Sugarfoot is sensational! :cheers2: (You are too!):adore: Really exhilarating to watch him, and to see how he delights in working with you. (Love the music soundtrack, seems like it may be the one playing in Sugarfoot's head as he runs the course.) Congratulations!:clap2:


----------



## Quossum (Mar 18, 2011)

One judge warned me that that "style" of stopped contacts could technically cause me to be given a wrong course (though I certainly don't think doing so would be within the spirit of the rule). I told her that was a risk I was willing to take!

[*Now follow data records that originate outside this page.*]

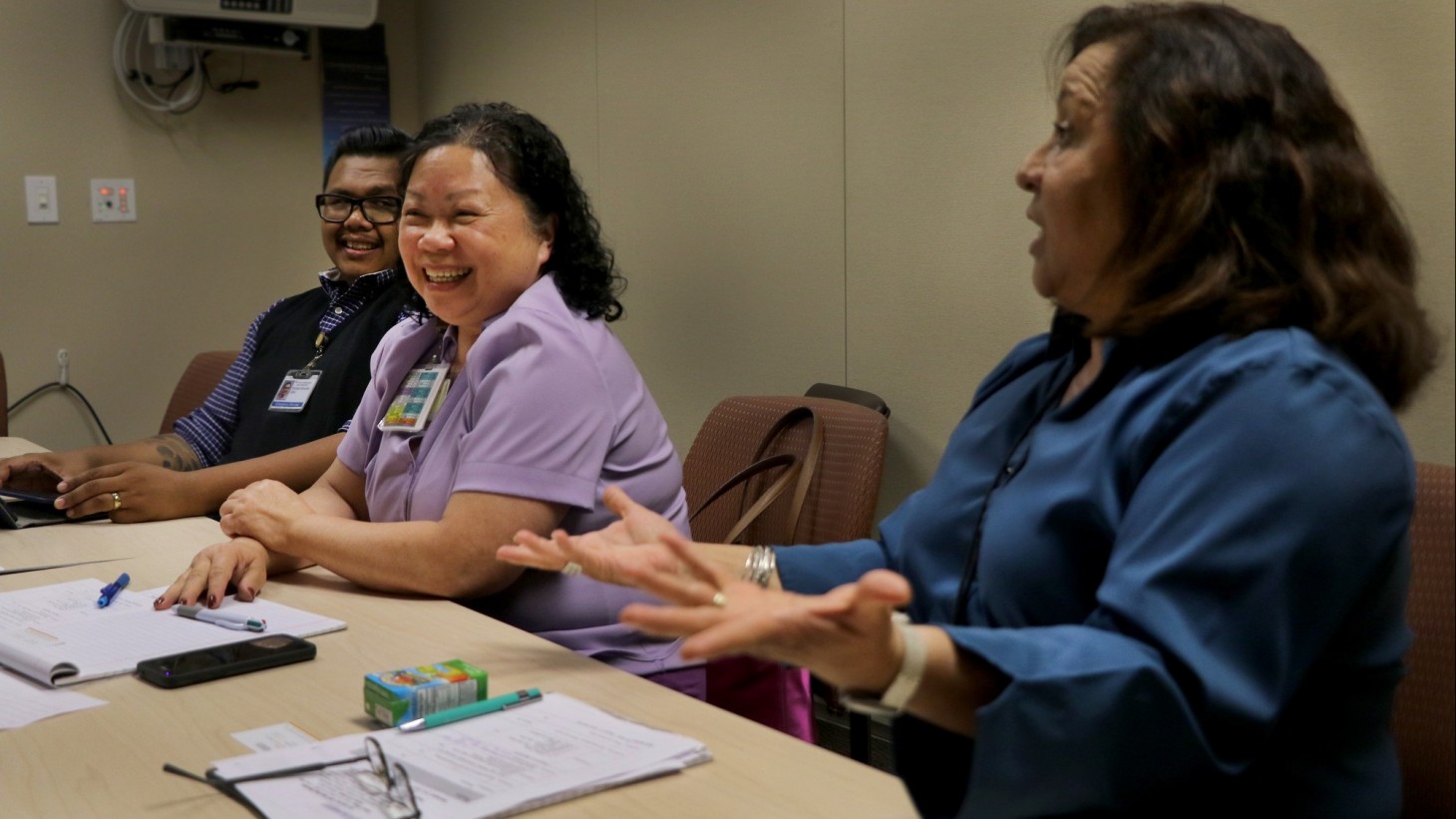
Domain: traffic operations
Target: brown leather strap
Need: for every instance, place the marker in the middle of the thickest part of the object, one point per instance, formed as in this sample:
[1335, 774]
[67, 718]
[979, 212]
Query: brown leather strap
[794, 471]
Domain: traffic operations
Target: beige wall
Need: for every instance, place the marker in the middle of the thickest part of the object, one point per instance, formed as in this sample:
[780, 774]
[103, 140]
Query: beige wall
[810, 192]
[224, 210]
[798, 192]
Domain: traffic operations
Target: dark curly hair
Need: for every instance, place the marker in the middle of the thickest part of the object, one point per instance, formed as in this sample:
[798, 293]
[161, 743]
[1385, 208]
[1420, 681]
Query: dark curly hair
[1251, 199]
[367, 140]
[531, 161]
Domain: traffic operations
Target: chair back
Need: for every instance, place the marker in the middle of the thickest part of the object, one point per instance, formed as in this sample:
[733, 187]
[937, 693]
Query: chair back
[844, 490]
[839, 505]
[198, 381]
[1426, 701]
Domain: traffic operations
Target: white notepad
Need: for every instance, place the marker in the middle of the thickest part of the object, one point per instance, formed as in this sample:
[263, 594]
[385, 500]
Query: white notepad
[491, 765]
[57, 634]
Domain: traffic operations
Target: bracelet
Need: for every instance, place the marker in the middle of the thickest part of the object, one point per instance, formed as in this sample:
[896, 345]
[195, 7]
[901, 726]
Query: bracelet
[760, 568]
[908, 679]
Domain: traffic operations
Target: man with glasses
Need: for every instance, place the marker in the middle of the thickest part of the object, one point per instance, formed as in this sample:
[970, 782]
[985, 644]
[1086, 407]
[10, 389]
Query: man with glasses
[281, 408]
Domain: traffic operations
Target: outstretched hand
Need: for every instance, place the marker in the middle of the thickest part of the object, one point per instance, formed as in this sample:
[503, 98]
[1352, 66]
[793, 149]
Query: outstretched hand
[845, 635]
[145, 493]
[633, 541]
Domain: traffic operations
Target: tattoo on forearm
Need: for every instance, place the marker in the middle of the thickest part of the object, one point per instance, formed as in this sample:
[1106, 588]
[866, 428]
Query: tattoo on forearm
[180, 458]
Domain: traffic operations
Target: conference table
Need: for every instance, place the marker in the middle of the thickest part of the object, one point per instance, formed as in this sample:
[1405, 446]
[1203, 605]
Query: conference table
[108, 761]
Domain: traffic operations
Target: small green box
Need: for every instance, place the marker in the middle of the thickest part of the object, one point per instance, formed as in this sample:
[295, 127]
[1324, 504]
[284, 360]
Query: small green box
[407, 694]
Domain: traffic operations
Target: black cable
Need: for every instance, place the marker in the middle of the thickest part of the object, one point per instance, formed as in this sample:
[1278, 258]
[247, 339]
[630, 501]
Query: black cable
[230, 86]
[56, 383]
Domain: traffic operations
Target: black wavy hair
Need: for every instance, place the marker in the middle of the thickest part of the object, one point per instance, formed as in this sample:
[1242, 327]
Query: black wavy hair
[1254, 202]
[529, 159]
[367, 140]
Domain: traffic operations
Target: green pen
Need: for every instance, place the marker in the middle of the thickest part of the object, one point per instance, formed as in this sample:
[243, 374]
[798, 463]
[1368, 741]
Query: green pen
[506, 701]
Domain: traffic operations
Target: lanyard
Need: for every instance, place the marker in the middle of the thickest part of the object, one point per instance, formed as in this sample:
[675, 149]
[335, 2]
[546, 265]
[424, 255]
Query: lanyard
[318, 350]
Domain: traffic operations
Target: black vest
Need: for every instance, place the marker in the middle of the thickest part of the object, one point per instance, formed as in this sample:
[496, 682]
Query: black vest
[285, 343]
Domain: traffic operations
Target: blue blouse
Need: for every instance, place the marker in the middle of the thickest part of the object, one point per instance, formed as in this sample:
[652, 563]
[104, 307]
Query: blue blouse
[1193, 576]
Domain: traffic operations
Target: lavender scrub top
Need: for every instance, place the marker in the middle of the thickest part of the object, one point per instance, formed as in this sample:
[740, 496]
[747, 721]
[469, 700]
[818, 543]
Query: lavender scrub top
[547, 407]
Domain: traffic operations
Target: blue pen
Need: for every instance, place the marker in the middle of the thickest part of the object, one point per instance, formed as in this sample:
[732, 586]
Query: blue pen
[491, 705]
[110, 592]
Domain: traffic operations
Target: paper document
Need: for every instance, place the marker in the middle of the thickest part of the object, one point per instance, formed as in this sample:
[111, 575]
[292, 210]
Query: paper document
[491, 765]
[24, 701]
[59, 635]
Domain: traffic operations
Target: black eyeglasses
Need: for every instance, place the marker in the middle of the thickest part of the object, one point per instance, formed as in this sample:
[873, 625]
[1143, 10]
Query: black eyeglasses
[386, 783]
[377, 210]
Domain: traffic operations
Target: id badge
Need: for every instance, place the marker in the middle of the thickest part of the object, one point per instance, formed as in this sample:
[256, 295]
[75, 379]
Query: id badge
[294, 391]
[417, 400]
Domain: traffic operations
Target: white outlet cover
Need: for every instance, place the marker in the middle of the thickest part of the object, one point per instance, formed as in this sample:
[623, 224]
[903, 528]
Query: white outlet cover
[41, 205]
[114, 200]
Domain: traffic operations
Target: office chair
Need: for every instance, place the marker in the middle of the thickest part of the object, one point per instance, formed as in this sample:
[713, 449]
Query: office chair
[196, 382]
[861, 397]
[5, 401]
[1426, 701]
[839, 505]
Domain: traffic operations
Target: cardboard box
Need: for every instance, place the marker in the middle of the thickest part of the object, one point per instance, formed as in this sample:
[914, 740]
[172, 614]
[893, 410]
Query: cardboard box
[405, 694]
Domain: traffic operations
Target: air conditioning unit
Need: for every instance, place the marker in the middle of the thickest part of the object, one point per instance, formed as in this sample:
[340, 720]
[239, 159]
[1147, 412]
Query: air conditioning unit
[329, 13]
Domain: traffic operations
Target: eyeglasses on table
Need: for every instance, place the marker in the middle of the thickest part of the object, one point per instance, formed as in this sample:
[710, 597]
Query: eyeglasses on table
[388, 781]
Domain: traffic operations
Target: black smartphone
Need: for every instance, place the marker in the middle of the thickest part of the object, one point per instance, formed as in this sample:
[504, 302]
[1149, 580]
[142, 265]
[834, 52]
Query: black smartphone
[31, 496]
[217, 661]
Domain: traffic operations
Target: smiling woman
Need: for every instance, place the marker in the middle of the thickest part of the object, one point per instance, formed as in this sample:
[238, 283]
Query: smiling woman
[510, 404]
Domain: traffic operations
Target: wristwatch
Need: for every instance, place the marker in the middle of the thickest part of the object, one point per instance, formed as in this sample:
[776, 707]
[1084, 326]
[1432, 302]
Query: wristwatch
[908, 680]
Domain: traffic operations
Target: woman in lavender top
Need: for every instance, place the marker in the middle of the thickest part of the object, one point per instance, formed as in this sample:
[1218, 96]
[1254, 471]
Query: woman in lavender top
[538, 411]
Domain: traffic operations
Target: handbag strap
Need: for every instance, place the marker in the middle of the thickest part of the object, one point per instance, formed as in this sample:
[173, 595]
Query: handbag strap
[795, 471]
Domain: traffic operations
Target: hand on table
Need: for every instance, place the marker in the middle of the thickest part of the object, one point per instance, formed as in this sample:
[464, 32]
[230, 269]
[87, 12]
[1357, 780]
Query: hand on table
[40, 471]
[609, 554]
[844, 635]
[130, 492]
[240, 563]
[263, 511]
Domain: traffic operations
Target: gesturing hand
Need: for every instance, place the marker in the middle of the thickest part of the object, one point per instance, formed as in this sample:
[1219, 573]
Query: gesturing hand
[630, 543]
[845, 635]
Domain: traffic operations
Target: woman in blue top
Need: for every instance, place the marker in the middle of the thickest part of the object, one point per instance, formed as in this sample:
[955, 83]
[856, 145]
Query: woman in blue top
[1161, 568]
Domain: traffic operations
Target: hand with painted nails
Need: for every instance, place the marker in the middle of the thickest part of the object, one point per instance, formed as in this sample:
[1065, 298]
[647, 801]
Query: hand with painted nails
[240, 565]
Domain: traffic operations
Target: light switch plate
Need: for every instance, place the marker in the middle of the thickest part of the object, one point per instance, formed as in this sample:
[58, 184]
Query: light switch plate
[41, 205]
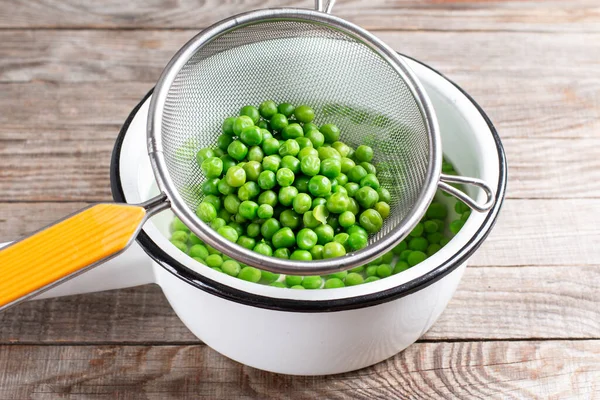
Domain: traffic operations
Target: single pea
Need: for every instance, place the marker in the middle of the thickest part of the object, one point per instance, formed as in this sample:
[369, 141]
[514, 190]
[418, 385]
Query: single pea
[304, 114]
[284, 238]
[231, 267]
[269, 228]
[456, 226]
[242, 122]
[324, 233]
[319, 185]
[285, 177]
[228, 162]
[416, 257]
[356, 174]
[264, 211]
[437, 210]
[301, 255]
[278, 122]
[293, 280]
[264, 249]
[217, 223]
[333, 283]
[203, 154]
[306, 239]
[289, 148]
[351, 188]
[371, 220]
[250, 274]
[302, 203]
[232, 203]
[331, 132]
[227, 126]
[292, 131]
[282, 253]
[180, 245]
[180, 236]
[268, 197]
[366, 196]
[237, 150]
[353, 279]
[287, 195]
[316, 137]
[206, 212]
[211, 186]
[383, 209]
[214, 260]
[246, 242]
[309, 220]
[267, 180]
[248, 209]
[253, 230]
[267, 109]
[270, 146]
[346, 219]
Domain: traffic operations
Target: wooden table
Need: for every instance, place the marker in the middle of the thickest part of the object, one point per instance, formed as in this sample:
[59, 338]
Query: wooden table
[525, 322]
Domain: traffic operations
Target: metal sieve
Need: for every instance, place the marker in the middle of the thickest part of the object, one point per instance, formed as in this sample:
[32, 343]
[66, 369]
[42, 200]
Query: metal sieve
[346, 74]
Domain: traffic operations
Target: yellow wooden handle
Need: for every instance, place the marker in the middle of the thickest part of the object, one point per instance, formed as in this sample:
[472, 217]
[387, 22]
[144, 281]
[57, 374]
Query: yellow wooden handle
[65, 248]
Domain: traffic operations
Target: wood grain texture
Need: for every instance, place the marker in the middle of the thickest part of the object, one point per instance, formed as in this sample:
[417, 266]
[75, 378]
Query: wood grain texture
[491, 303]
[541, 15]
[507, 370]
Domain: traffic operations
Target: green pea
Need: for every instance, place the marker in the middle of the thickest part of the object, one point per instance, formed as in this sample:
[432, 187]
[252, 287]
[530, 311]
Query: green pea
[255, 154]
[333, 283]
[269, 228]
[353, 279]
[285, 177]
[264, 249]
[302, 203]
[250, 274]
[248, 209]
[383, 209]
[356, 174]
[316, 137]
[331, 132]
[241, 123]
[292, 131]
[264, 211]
[284, 238]
[366, 196]
[227, 126]
[206, 212]
[246, 242]
[301, 255]
[324, 233]
[237, 150]
[416, 257]
[282, 253]
[289, 218]
[267, 109]
[371, 220]
[278, 122]
[289, 148]
[232, 203]
[287, 195]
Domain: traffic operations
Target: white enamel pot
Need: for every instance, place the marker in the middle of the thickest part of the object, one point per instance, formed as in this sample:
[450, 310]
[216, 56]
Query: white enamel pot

But I am starting to explore the quick release. I think he's ready. He only left a contact early one time during the whole weekend.

--Q


----------



## ItzaClip (Dec 1, 2010)

Love the enthusiasm. The style of contacts that he's doing is putting a lot of stress on his shoulders ( based on the one where his back feet came off ground). My agility instructor has been very careful to help me teach transfer of weight to rear for " bottom" position. I can't wait to see how much more efficient you will get, he has nice obsticle commitment and if you gave him cues as to where you're going next he would stop extending and take the jump tighter ( watch where your shoulders face and if your arms are out). Lovely


----------



## villavilla (Jul 30, 2013)

It looks fantastic and he is having great fun. Congratulations! Great contacts and weave poles. I am envious :cute:


----------



## Charmed (Aug 4, 2014)

Thank you for sharing. Sugarfoot is in the right home. Can you imagine how miserable he would be if he was left in a backyard and ignored? You are a good "mom" to keep him so happy.


----------



## Quossum (Mar 18, 2011)

ItzaClip said:


> Love the enthusiasm. The style of contacts that he's doing is putting a lot of stress on his shoulders ( based on the one where his back feet came off ground). My agility instructor has been very careful to help me teach transfer of weight to rear for " bottom" position. I can't wait to see how much more efficient you will get, he has nice obsticle commitment and if you gave him cues as to where you're going next he would stop extending and take the jump tighter ( watch where your shoulders face and if your arms are out). Lovely


Good thoughts! I agree about the contacts; I like the stop, and have "tried" to keep the weight transfer back with the nose touch behavior at the bottom, but that has gradually slipped; I really should work on emphasizing it again. Are you teaching a stop, or a nose touch, or what? I really wanted a running contact--the poodle's upright build being one of the reasons--but I didn't think I had the training chops to pull it off.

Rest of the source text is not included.